James Cohan

Alison Elizabeth Taylor

24 Oct - 30 Nov 2013

© Alison Elizabeth Taylor
Silver Fox (detail), 2013
Wood veneer and shellac on panel
53 x 51 in. (134.62 x 129.54 cm)
ALISON ELIZABETH TAYLOR
Surface Tension
24 October – 30 November 2013

Brooklyn-based artist Alison Elizabeth Taylor returns to James Cohan Gallery for her fourth solo exhibition Surface Tension. After working for several years within the boundaries of the limited palette afforded by natural woods, Taylor, in this body of work, mashes marquetry and paint in unprecedented ways creating a new perspective on painting.
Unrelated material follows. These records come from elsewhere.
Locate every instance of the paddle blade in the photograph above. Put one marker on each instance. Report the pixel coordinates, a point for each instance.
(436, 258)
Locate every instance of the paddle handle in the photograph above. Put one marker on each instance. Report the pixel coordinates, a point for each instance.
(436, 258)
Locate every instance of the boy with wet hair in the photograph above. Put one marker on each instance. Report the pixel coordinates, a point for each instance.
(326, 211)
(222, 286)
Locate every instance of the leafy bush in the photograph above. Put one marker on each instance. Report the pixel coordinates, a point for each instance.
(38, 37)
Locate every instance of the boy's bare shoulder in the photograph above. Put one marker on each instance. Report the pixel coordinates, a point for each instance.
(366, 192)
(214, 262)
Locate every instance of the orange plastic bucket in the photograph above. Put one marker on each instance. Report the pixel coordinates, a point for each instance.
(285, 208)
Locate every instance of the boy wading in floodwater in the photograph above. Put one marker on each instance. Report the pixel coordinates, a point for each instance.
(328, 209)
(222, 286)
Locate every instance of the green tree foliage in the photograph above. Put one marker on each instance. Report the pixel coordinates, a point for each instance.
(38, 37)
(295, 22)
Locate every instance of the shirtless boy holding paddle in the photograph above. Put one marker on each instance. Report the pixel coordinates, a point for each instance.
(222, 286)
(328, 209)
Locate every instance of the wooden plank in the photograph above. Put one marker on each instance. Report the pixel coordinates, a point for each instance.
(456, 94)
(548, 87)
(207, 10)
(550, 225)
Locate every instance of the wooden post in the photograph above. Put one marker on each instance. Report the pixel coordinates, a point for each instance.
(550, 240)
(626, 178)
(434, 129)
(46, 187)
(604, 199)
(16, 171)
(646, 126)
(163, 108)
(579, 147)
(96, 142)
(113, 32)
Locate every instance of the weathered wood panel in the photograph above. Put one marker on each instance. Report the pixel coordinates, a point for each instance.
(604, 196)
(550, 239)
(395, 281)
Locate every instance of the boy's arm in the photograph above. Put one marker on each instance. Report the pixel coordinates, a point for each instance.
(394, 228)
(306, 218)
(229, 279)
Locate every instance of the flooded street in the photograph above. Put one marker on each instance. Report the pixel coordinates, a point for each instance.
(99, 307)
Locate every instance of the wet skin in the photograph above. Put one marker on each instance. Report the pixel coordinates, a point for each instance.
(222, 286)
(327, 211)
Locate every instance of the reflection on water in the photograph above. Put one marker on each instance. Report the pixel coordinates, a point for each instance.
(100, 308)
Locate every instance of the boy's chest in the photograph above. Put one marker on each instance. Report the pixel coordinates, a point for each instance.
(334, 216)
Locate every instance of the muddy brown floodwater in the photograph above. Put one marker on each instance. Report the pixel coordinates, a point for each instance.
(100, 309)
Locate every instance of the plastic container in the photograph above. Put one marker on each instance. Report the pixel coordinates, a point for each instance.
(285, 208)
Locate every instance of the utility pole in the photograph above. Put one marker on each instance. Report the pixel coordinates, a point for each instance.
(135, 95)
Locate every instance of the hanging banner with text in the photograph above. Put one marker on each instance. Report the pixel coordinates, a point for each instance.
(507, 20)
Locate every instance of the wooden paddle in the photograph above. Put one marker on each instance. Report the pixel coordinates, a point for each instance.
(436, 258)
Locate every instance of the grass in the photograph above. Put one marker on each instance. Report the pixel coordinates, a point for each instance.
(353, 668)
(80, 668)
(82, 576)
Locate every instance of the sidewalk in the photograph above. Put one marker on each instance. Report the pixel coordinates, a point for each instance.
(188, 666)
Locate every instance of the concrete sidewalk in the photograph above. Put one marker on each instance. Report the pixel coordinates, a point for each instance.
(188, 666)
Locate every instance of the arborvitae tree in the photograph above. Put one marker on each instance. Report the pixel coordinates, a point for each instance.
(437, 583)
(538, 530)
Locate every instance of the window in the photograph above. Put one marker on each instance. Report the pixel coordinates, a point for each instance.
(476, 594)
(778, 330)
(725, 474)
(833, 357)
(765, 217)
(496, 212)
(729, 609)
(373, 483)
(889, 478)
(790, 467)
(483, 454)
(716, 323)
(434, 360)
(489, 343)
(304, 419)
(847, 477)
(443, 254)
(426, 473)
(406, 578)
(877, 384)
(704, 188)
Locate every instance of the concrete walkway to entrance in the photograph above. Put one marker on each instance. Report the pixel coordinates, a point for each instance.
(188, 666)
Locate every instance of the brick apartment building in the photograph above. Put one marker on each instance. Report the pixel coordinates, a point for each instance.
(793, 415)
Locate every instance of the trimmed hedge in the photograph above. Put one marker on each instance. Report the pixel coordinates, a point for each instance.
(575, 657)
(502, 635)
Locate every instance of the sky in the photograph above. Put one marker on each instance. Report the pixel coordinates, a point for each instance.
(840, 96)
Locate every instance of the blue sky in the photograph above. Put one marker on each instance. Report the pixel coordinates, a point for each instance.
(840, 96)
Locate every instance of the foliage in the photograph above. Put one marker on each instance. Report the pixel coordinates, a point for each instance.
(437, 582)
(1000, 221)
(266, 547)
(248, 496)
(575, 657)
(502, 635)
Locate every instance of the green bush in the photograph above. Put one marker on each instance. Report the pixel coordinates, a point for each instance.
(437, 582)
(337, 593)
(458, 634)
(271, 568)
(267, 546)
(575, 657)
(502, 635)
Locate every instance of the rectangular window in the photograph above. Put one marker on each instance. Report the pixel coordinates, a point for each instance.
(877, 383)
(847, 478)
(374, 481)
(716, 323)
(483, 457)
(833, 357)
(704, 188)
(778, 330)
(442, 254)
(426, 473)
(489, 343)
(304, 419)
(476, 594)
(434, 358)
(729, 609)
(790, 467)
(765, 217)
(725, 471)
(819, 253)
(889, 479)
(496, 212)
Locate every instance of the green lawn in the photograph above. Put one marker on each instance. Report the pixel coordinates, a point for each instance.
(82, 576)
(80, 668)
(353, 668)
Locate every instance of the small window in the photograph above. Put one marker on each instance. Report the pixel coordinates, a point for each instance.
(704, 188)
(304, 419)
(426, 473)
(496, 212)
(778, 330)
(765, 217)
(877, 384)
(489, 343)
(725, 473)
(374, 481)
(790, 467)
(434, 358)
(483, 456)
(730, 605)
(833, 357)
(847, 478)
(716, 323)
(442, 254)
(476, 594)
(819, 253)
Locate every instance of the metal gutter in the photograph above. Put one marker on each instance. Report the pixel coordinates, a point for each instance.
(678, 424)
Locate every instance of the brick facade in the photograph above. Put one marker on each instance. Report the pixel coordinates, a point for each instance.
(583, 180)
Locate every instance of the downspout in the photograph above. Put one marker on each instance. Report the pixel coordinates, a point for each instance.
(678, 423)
Taylor explains, “What interests me is a new type of surface created by the contrast of the textural qualities of the wood and the depth afforded by the paint. I found this tension was just what I needed to convey the otherworldly feeling I encountered in real life when I observed how nature adapts and mutates to accommodate encounters with the ever-encroaching urban environment.” Taylor’s meditations on the relationship between humanity and nature take place amongst the urban grit; in Van Cortlandt a tree produces a tumorous growth over a metal plate; in Brooklyn Navy Yard a tree stump is entangled in a chain link fence; in Kelso ivy infiltrates an interior wall; in Laocoon a broken-branched tree is set off by the brilliant colors of a polluted sky.
Inspired by Emerson’s exhortation to become a “transparent eyeball” so as to connect with nature and thereby the universal without the blinders of the ego and self, Taylor attempts to be that observer. Walker Evans’ work extended the concept to the camera, a notion Taylor follows in the work Transparent Eye, when she chooses to include the lens flare as captured by her camera’s digital technology when shooting a sunset.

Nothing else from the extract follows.